The harsh reality of today’s black evangelical exodus, and the smaller but similar one from 20 years ago, is that white Southern society has always intended for churches to be segregated, and progress makes this racially oppressive status quo abundantly clear.
White evangelicals have thrived in a vacuum devoid of black parishioners, and until recently, they took extraordinary measures to ensure that their churches remained segregated. Throughout Southern history whites forcefully prevented blacks from worshipping alongside them. The few pre-Civil War “integrated” churches required blacks to sit in the back. And during Reconstruction, when blacks demanded representation or the opportunity to preach from the pulpit in these “integrated” churches, the white members either left or forced out the black worshippers. This forced segregation remained the norm until the 1960s.
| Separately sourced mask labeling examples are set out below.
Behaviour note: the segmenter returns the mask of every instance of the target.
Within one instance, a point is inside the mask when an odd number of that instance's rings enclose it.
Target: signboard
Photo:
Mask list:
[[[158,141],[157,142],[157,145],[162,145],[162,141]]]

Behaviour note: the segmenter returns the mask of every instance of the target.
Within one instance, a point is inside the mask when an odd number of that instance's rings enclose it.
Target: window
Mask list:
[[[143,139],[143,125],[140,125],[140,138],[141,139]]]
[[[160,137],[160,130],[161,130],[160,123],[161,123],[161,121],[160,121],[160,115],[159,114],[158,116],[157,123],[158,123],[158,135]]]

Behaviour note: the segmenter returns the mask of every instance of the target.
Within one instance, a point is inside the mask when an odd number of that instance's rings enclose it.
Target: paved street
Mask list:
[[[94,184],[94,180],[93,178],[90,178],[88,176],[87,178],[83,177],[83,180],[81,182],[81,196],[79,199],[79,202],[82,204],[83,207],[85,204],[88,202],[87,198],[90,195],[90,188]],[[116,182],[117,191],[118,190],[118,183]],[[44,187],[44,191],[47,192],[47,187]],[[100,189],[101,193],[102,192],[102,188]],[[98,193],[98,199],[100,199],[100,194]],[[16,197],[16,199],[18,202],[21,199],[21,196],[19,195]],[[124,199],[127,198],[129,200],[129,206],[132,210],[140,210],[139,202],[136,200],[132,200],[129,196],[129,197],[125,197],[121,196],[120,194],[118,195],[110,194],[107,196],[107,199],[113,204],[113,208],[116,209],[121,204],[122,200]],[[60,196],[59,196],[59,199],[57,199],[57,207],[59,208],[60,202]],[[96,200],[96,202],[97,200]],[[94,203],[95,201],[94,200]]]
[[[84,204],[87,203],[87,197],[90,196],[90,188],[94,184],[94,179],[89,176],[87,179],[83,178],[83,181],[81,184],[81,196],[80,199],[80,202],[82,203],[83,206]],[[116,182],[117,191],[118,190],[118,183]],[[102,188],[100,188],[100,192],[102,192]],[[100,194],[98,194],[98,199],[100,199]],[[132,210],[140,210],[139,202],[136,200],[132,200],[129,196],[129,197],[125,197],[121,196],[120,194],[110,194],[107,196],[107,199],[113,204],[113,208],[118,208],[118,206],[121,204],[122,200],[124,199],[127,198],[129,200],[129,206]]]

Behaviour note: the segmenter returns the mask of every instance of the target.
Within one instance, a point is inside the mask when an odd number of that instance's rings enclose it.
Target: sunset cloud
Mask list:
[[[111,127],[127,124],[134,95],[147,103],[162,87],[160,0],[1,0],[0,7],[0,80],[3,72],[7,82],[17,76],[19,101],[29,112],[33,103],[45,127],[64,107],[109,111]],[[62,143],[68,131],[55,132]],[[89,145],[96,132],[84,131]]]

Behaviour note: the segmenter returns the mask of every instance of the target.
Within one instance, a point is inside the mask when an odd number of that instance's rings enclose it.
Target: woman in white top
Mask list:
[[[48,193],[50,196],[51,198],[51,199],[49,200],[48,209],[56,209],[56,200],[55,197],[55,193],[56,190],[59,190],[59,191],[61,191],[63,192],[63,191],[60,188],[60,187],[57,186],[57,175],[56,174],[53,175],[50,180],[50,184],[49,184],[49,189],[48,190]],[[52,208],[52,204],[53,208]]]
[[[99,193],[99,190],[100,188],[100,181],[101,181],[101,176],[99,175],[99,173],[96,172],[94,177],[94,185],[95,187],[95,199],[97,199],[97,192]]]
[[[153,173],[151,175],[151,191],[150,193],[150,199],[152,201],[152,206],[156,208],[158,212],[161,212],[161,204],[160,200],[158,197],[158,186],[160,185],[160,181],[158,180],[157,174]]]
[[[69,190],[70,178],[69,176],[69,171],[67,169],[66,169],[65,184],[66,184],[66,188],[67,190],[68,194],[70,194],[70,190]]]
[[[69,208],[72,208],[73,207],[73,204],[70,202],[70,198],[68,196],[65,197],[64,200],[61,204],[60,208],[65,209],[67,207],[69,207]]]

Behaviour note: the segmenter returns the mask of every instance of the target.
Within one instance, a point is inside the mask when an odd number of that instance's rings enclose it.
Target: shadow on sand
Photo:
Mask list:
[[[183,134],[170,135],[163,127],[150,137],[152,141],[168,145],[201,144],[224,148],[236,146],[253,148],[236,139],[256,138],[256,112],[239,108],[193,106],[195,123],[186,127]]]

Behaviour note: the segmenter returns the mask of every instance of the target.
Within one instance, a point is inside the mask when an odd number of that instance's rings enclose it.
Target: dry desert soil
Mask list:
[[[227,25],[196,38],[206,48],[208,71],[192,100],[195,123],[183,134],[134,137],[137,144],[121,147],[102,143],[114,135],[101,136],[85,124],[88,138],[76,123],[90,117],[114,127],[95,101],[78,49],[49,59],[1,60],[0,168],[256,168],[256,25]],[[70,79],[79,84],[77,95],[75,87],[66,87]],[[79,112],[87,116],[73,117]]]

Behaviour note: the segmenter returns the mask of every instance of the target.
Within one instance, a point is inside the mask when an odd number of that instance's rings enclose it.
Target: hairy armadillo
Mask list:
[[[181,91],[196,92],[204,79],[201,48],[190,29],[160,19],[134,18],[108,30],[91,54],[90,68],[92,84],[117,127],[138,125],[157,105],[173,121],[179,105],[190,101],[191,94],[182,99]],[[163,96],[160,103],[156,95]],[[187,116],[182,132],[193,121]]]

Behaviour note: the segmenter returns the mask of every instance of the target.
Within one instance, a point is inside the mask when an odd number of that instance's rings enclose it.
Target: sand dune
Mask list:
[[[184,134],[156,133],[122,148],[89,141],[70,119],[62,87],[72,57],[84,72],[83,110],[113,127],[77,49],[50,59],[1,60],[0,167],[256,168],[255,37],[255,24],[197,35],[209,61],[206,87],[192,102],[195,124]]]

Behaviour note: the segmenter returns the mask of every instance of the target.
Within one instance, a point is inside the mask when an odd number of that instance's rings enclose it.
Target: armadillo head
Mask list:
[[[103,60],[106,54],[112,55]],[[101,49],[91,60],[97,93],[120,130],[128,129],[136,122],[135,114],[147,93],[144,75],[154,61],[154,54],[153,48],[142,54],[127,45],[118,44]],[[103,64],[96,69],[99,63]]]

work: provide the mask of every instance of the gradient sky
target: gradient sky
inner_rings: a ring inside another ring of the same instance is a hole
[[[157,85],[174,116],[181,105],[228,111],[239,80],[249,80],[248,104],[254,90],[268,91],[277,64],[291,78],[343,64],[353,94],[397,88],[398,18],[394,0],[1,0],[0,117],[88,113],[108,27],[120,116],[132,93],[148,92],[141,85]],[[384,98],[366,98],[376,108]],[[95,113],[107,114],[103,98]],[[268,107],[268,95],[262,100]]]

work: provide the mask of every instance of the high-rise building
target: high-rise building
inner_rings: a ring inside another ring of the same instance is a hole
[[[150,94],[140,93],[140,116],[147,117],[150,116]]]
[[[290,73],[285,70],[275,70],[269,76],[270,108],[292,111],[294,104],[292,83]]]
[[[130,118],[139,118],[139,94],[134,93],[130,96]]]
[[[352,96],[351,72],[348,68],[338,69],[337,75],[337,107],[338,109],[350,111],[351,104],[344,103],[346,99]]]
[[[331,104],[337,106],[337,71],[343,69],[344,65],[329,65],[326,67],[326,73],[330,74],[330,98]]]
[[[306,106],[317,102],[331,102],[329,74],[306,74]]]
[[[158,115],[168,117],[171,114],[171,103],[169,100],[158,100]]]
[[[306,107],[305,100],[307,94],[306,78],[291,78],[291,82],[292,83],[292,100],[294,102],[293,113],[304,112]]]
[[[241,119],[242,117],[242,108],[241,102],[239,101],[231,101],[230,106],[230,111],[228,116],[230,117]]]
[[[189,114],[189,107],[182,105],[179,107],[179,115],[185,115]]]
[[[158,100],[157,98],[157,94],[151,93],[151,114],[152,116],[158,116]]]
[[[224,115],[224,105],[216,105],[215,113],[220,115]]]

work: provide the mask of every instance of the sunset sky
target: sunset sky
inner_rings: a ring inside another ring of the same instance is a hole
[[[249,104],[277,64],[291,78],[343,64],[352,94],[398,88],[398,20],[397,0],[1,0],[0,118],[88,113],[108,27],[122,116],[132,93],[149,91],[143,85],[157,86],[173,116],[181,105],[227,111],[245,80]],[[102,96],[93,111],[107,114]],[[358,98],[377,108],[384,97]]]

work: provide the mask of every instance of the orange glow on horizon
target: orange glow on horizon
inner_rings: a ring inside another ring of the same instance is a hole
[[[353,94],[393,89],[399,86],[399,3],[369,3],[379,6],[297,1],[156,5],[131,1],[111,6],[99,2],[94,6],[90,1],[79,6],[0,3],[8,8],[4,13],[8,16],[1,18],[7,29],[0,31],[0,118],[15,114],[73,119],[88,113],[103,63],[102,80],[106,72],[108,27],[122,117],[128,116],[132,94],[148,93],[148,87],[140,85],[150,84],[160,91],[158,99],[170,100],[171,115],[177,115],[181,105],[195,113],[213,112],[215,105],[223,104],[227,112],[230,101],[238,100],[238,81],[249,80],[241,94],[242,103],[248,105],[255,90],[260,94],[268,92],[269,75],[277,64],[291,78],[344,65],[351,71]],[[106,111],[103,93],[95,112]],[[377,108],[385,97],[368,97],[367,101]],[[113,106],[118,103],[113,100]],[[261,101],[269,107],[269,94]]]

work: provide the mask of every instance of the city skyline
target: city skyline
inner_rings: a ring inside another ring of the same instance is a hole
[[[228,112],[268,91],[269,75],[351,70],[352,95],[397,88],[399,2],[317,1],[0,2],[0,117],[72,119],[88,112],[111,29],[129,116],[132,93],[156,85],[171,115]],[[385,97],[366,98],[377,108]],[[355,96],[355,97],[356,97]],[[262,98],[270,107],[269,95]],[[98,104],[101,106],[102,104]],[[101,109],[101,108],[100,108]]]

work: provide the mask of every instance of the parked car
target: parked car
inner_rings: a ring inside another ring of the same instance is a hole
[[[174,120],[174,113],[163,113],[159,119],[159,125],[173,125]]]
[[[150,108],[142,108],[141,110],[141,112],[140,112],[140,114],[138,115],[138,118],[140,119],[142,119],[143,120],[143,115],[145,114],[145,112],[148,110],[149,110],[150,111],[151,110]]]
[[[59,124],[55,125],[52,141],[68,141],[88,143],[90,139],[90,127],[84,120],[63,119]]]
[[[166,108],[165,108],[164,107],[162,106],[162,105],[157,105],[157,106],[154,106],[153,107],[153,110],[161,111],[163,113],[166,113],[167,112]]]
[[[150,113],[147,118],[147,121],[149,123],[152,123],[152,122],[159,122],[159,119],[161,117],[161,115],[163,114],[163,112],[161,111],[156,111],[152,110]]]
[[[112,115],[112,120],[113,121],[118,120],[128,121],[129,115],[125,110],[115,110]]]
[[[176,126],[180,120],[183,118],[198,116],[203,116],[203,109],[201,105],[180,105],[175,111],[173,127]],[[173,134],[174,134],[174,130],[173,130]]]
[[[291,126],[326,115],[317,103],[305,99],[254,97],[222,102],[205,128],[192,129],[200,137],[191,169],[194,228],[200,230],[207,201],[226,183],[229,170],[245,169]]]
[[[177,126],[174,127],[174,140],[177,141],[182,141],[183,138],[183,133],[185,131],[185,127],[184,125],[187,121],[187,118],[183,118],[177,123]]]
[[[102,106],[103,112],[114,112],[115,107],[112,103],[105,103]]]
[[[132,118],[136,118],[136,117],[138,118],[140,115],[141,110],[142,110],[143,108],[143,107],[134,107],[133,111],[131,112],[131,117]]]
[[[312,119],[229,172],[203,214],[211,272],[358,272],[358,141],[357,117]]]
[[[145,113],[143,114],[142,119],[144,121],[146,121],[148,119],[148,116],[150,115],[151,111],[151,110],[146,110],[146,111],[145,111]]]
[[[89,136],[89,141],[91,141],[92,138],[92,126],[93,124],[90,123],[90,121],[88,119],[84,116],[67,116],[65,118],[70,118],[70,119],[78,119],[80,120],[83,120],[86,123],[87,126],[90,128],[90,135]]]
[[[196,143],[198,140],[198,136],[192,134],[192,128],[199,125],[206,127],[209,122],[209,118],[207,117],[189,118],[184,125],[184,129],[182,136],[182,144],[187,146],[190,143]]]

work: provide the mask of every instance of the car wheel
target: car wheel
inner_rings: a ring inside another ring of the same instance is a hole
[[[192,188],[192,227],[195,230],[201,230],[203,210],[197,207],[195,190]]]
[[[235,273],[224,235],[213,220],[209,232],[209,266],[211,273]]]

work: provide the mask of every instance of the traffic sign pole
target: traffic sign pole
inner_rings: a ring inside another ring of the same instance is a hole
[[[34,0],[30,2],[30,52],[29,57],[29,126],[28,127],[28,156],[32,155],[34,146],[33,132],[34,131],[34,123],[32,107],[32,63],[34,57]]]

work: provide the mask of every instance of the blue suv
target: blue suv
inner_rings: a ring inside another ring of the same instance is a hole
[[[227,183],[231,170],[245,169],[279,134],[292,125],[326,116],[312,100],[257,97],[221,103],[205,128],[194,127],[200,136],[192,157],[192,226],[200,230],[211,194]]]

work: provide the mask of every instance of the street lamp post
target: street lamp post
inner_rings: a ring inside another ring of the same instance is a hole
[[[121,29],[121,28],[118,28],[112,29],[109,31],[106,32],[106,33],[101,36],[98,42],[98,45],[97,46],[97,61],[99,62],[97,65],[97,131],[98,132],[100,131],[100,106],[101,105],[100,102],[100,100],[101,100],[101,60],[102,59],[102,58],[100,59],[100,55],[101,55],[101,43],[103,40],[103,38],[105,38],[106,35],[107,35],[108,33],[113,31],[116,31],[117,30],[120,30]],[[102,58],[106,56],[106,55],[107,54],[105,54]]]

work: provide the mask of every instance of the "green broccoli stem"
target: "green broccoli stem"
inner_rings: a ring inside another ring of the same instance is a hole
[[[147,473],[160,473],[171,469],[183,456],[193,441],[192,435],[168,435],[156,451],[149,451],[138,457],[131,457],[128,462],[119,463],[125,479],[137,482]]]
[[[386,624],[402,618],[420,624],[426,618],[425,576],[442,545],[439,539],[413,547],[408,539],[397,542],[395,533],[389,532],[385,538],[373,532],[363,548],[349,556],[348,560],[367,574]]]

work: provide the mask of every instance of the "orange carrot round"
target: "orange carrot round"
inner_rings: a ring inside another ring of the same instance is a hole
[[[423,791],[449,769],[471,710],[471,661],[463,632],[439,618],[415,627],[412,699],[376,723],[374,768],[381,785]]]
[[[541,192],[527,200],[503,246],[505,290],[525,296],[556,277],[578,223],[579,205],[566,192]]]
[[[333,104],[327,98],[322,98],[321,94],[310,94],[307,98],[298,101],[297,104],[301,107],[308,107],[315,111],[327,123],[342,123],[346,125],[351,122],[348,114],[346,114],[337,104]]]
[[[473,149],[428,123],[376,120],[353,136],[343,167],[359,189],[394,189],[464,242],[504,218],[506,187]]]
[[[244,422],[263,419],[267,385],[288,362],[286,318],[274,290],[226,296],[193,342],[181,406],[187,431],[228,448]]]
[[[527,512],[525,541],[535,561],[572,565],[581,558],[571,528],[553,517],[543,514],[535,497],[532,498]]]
My dad grew up in Alabama during Jim Crow and the civil rights era, so he’s seen the Ku Klux Klan and everyday whites terrorize black church goers, and he grew up in a segregated worshipping environment. For him Saturday—when you get your haircut at the barbershop for church—and Sunday were the two greatest refuges from white oppression, when he and his friends could relax and worship without the threat of white terror.
Not surprisingly, African Americans would spend the entire day at the barbershop or church to seek sanctuary. My dad has always attended a predominantly black church and still spends most of Sunday at his church.
Honestly, the convenience of a shorter sermon at an integrated church as we attempted to build bridges with our white neighbors appealed to my mother, my sister, and me until the futility of that endeavor became clear.
Today’s exodus doesn’t show only how divisive Trump has made our society, but instead, how divided it has always been.